"I shouldn't wonder if he is a little," admitted Hiram. "But I am sure he is harmless."

"I don't know about that," she demurred. "He's altogether too quick to use a gun. A poor tramp came past here last summer—he never would have stopped, I guess, only he was out of breath completely—and Battick had blown his coat-tails off with a charge of rock-salt just because the hobo had gone into the yard of the old house and around to the well. That's the coldest water anywhere in Pringleton; but nobody ever gets a drink of it but Yancey Battick now."

"I suppose he's paid for it, Miss Pringle?" said Hiram quietly.

"I don't know that he has," was her quick reply. "At least, the neighbors blame me for selling the old place to such a man. They know I didn't need the money. And Yancey Battick certainly ain't what you can call with truth a good neighbor. We count on getting good neighbors into the Pringleton district if we can. That is why I was so glad to sell Sunnyside to Mr. Bronson.

"And do you really mean to tell me that you spent the night with Mr. Battick?" she added.

"And he did not eat me up," laughed Hiram.

"Well! All I've got to say, young man, is that you're a regular Daniel. You'd find it cozy and comfortable, I guess, in a lion's den.
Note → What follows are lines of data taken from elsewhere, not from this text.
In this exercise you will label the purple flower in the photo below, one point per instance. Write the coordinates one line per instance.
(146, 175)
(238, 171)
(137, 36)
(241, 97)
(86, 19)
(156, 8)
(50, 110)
Never heard of anybody's even getting inside of the old house before since Battick got into it. He did let you inside, didn't he?"

"I don't look as though I had stayed out on that leaky old porch of his, do I?" asked Hiram, still much amused.

"You're as dry as a bone, as I said before."

"Not only did he entertain me for supper and breakfast, but he gave me his own bed in which to sleep."